In trying to get some sort of intuition into what goes on inside an LSTM, there is a step that has the potential to make things fall in place nicely.
Here is a diagram from this tutorial illustrating the step in question with nomenclature notes added (feel free to correct mistakes):
I understand $[h_{t-1}, x_t]$ as the vector (or matrix (?)) concatenating the previous activation layer or output $(h_{t-1})$ and the new input $x_t$, while sigma $(\sigma)$ stands for sigmoid activation. $\tilde C_t$ is the update gate (?) or proposed new cell state.
I presume that $\otimes$ in the diagram (minor design differences aside) is the Hadamard product.
Both $\sigma$ in the $i_t$ equation, and $\tanh$ in the $\tilde C_t$ formula take in the concatenated vector $[h_{t-1},x_t]$ with learned weights and biases.
The question is:
What is the intuition of the purpose behind obtaining the sigmoid activation and the tanh activation of the same vector, and then combining them through the element-wise multiplication (Hadamard)?

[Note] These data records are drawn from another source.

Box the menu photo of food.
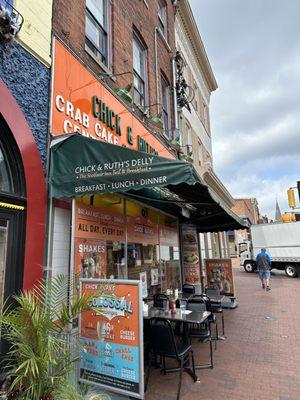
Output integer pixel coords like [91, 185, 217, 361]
[183, 233, 197, 244]
[183, 253, 199, 264]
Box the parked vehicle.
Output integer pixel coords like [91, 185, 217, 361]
[238, 222, 300, 278]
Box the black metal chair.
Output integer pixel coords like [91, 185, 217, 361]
[153, 293, 169, 308]
[187, 297, 214, 369]
[205, 287, 225, 336]
[182, 283, 196, 295]
[145, 317, 196, 400]
[197, 294, 218, 350]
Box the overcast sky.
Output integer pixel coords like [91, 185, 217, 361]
[189, 0, 300, 219]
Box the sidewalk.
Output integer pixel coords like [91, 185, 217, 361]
[146, 267, 300, 400]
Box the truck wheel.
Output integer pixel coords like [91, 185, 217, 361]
[244, 261, 254, 273]
[285, 265, 298, 278]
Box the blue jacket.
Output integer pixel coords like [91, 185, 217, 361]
[256, 251, 271, 269]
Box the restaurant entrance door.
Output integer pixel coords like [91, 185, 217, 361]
[0, 117, 26, 357]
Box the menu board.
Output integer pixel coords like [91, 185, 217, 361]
[75, 201, 125, 242]
[79, 279, 144, 399]
[181, 225, 201, 285]
[127, 215, 158, 245]
[159, 226, 179, 247]
[205, 259, 234, 296]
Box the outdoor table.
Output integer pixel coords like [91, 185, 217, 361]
[207, 294, 225, 303]
[143, 307, 211, 382]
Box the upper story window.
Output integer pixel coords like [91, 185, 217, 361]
[133, 35, 147, 108]
[185, 122, 192, 146]
[85, 0, 108, 66]
[192, 81, 198, 112]
[203, 102, 210, 134]
[197, 141, 203, 166]
[158, 0, 167, 38]
[161, 74, 170, 138]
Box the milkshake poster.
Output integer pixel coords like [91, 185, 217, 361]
[205, 259, 234, 296]
[79, 279, 143, 399]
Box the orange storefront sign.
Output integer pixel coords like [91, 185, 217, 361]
[51, 38, 174, 159]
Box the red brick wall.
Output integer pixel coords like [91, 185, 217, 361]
[232, 198, 260, 225]
[52, 0, 176, 143]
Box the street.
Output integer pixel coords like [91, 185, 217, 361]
[146, 267, 300, 400]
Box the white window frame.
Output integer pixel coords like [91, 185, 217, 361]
[197, 140, 202, 166]
[185, 122, 192, 146]
[161, 74, 171, 138]
[133, 34, 147, 108]
[85, 0, 110, 67]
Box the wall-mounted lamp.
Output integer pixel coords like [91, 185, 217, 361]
[0, 0, 23, 49]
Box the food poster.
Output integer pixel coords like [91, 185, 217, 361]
[205, 259, 234, 296]
[150, 268, 159, 286]
[139, 272, 148, 298]
[80, 280, 143, 398]
[181, 225, 201, 285]
[74, 238, 107, 290]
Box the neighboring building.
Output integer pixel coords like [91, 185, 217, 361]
[229, 198, 260, 256]
[0, 0, 52, 352]
[174, 0, 234, 263]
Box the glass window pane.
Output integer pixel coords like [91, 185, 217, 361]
[133, 38, 145, 79]
[87, 0, 105, 27]
[158, 0, 167, 36]
[0, 146, 12, 193]
[126, 200, 159, 296]
[159, 214, 180, 292]
[86, 13, 107, 54]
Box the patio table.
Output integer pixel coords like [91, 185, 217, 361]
[143, 307, 211, 382]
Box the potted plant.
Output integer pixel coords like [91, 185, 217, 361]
[0, 275, 102, 400]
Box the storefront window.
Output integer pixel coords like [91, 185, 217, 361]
[126, 200, 159, 296]
[74, 196, 181, 296]
[159, 214, 181, 293]
[74, 195, 125, 285]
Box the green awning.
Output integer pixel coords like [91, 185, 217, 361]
[49, 134, 247, 232]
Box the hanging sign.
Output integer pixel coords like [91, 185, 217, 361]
[205, 259, 234, 296]
[79, 279, 144, 399]
[181, 225, 201, 285]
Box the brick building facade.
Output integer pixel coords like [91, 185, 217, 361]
[228, 198, 260, 256]
[52, 0, 177, 149]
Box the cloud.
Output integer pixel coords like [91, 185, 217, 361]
[189, 0, 300, 217]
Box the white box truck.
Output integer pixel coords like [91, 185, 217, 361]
[238, 222, 300, 278]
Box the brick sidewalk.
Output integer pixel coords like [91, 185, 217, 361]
[146, 267, 300, 400]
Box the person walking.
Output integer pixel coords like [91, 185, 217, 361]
[256, 248, 272, 291]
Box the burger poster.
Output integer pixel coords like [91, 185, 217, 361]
[205, 259, 234, 296]
[79, 279, 143, 398]
[181, 225, 201, 285]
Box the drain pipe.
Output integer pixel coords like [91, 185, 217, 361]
[172, 55, 181, 144]
[154, 27, 160, 114]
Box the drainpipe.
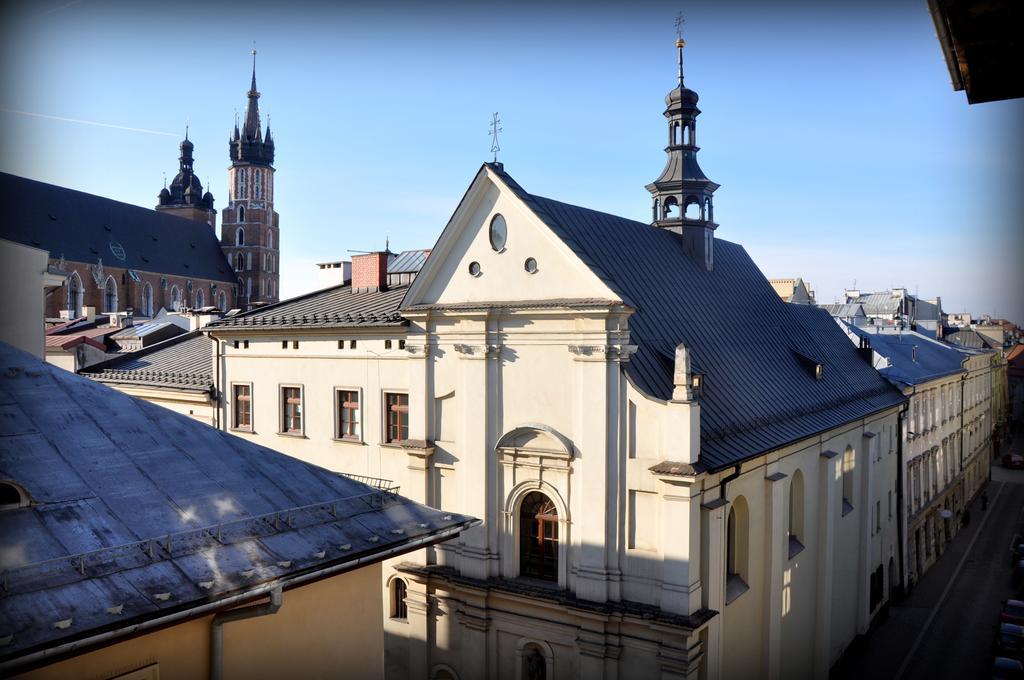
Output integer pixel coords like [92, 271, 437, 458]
[210, 586, 283, 680]
[718, 465, 741, 501]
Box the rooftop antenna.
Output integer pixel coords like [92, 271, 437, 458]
[185, 116, 190, 140]
[489, 112, 502, 163]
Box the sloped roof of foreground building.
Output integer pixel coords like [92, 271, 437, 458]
[0, 342, 476, 672]
[480, 165, 906, 470]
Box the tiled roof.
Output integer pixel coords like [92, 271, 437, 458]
[81, 331, 213, 392]
[206, 284, 409, 330]
[0, 172, 236, 283]
[846, 324, 971, 386]
[489, 164, 905, 470]
[0, 342, 476, 668]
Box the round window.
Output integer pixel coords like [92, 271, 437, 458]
[489, 214, 507, 251]
[468, 261, 482, 277]
[524, 257, 538, 274]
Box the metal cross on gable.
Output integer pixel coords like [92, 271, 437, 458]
[489, 112, 502, 163]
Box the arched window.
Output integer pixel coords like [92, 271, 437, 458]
[672, 122, 681, 145]
[235, 253, 245, 271]
[389, 578, 408, 619]
[254, 169, 261, 199]
[103, 276, 118, 313]
[246, 253, 252, 271]
[142, 282, 153, 317]
[519, 492, 558, 581]
[662, 196, 679, 219]
[789, 470, 805, 557]
[217, 290, 227, 311]
[195, 288, 205, 309]
[682, 124, 690, 145]
[246, 278, 252, 299]
[842, 446, 855, 514]
[684, 198, 702, 220]
[170, 285, 182, 312]
[67, 271, 83, 317]
[238, 205, 245, 222]
[236, 228, 245, 246]
[267, 230, 273, 249]
[726, 495, 749, 602]
[521, 643, 547, 680]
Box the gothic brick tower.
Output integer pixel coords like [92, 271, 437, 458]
[221, 50, 279, 308]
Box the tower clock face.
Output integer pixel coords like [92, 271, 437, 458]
[489, 213, 507, 251]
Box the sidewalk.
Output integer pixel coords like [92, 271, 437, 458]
[832, 466, 1014, 679]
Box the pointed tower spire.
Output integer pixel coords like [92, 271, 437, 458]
[242, 47, 261, 141]
[646, 23, 720, 271]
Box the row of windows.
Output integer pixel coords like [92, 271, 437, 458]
[66, 272, 226, 317]
[229, 339, 406, 351]
[231, 384, 409, 443]
[232, 251, 276, 273]
[234, 168, 271, 202]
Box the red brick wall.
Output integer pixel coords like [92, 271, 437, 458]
[47, 261, 236, 319]
[351, 252, 388, 292]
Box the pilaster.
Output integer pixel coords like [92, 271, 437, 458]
[814, 450, 839, 678]
[657, 476, 703, 615]
[454, 341, 498, 579]
[764, 469, 787, 680]
[702, 496, 727, 680]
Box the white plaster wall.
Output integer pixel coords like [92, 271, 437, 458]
[0, 239, 50, 358]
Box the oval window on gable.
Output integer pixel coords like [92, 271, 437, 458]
[489, 214, 507, 252]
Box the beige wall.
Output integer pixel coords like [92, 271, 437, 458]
[16, 562, 384, 680]
[0, 239, 51, 358]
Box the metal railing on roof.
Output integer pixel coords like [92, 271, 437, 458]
[1, 481, 401, 595]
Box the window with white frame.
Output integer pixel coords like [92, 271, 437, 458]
[280, 385, 303, 434]
[232, 383, 252, 430]
[335, 388, 361, 440]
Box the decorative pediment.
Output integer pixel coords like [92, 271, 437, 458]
[496, 424, 574, 467]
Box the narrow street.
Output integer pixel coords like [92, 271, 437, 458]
[834, 432, 1024, 680]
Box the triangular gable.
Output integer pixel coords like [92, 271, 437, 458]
[401, 165, 621, 309]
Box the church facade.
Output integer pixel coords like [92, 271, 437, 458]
[200, 36, 909, 680]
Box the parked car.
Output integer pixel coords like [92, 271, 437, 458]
[1003, 600, 1024, 626]
[996, 623, 1024, 660]
[1004, 454, 1024, 470]
[993, 656, 1024, 678]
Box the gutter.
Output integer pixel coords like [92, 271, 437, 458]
[211, 586, 282, 680]
[0, 520, 478, 676]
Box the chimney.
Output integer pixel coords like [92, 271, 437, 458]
[83, 305, 96, 323]
[351, 252, 389, 293]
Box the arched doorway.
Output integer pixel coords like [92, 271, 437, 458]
[519, 492, 558, 581]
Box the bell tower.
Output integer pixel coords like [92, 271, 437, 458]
[156, 129, 216, 228]
[645, 32, 720, 271]
[220, 49, 279, 309]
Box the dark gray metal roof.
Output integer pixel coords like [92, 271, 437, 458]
[845, 324, 974, 387]
[388, 249, 429, 274]
[0, 342, 475, 665]
[943, 328, 1001, 350]
[820, 303, 866, 318]
[81, 331, 214, 392]
[488, 164, 905, 470]
[0, 173, 237, 283]
[108, 321, 185, 341]
[206, 284, 409, 330]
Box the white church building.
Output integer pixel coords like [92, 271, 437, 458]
[94, 36, 908, 680]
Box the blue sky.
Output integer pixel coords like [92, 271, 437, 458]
[2, 0, 1021, 321]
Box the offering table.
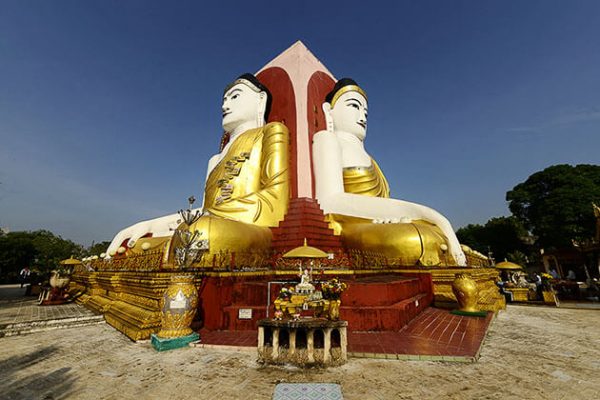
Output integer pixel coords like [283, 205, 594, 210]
[257, 318, 347, 367]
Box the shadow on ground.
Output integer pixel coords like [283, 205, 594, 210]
[0, 345, 77, 400]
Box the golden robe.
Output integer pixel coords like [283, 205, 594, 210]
[203, 122, 290, 226]
[175, 122, 290, 263]
[342, 159, 390, 198]
[330, 158, 453, 266]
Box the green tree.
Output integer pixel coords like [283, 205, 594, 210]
[29, 230, 83, 269]
[0, 233, 37, 280]
[0, 230, 84, 282]
[85, 241, 111, 257]
[457, 216, 530, 262]
[456, 223, 486, 253]
[506, 164, 600, 249]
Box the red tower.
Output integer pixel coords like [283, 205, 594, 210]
[255, 42, 345, 254]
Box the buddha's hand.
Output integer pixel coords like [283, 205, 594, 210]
[110, 213, 183, 252]
[452, 250, 467, 266]
[128, 216, 182, 247]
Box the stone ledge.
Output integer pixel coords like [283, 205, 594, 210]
[0, 316, 105, 337]
[0, 314, 104, 330]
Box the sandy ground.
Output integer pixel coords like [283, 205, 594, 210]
[0, 305, 598, 400]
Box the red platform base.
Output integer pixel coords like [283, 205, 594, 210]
[198, 272, 433, 332]
[38, 287, 71, 306]
[341, 275, 433, 331]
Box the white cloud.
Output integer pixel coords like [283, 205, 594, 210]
[506, 106, 600, 135]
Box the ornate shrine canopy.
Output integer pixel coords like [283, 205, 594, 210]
[60, 256, 82, 266]
[282, 238, 328, 259]
[495, 261, 523, 270]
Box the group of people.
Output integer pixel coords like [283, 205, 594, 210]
[497, 266, 586, 303]
[497, 270, 548, 302]
[549, 267, 577, 280]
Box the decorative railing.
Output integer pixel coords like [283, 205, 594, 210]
[80, 250, 165, 272]
[195, 249, 272, 271]
[72, 245, 492, 275]
[464, 253, 492, 268]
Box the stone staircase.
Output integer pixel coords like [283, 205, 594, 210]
[271, 197, 344, 252]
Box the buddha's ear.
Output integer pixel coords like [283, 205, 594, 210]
[322, 102, 333, 133]
[256, 92, 268, 126]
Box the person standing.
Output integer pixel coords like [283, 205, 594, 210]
[19, 266, 31, 288]
[534, 272, 543, 299]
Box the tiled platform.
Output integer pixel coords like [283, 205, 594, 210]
[198, 307, 493, 361]
[348, 307, 493, 361]
[0, 284, 105, 337]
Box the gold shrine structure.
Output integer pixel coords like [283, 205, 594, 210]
[72, 42, 504, 342]
[71, 243, 503, 341]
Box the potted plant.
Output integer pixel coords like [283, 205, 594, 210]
[541, 272, 557, 304]
[321, 278, 348, 320]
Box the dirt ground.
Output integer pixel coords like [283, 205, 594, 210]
[0, 305, 599, 400]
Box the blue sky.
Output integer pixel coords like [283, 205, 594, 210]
[1, 1, 599, 246]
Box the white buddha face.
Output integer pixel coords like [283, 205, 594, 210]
[330, 91, 368, 140]
[221, 83, 263, 133]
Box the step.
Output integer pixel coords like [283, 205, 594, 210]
[343, 277, 426, 307]
[341, 293, 431, 331]
[0, 314, 106, 337]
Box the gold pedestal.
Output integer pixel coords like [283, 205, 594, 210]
[505, 287, 529, 302]
[542, 290, 557, 305]
[157, 275, 199, 338]
[72, 269, 200, 341]
[452, 273, 479, 312]
[328, 299, 341, 320]
[397, 267, 505, 312]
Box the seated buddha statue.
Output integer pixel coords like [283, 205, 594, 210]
[312, 78, 466, 266]
[106, 74, 290, 262]
[180, 73, 289, 262]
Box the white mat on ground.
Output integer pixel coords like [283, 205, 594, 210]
[273, 383, 343, 400]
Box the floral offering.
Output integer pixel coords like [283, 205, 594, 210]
[277, 286, 294, 301]
[321, 278, 348, 300]
[541, 273, 554, 290]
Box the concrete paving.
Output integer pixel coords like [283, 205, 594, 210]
[1, 285, 599, 400]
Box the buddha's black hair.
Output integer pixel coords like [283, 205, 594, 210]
[224, 73, 273, 121]
[325, 78, 360, 104]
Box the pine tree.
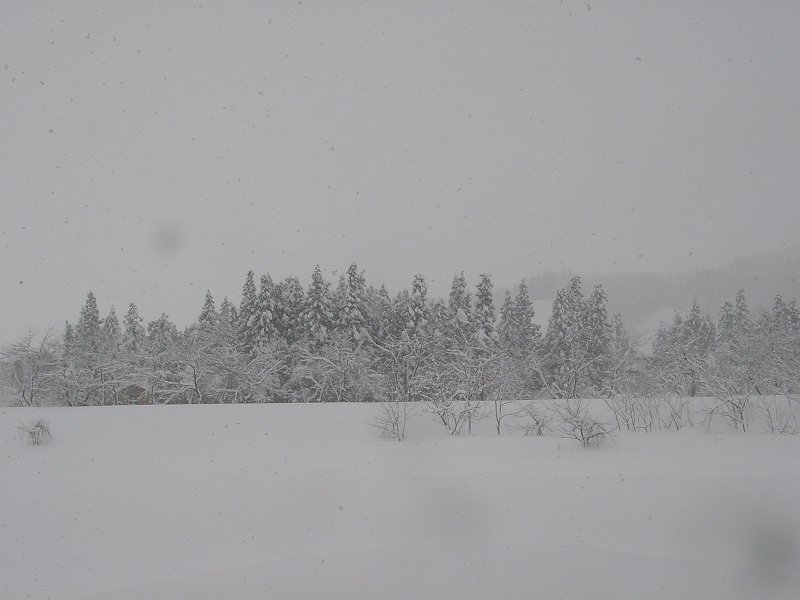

I see that sigmoid provides a weight for each element of the vector, but what is the purpose / convenience / usefulness in using $\tanh$? In part the answer lies in minimizing the vanishing gradient problem, but there are more patterns and ideas behind the $\sigma / \tanh$ interplay.
For instance, in this Quota answer:
When the portion of signal arrives, the gate regulates which parts of the signal should be allowed into the unit and how much of those parts should be allowed. That’s why the gates use sigmoid activation function which takes values from 0 to 1 and not tanh (-1 to 1), because it functions like a filter.
... this concepts seem to fall in place.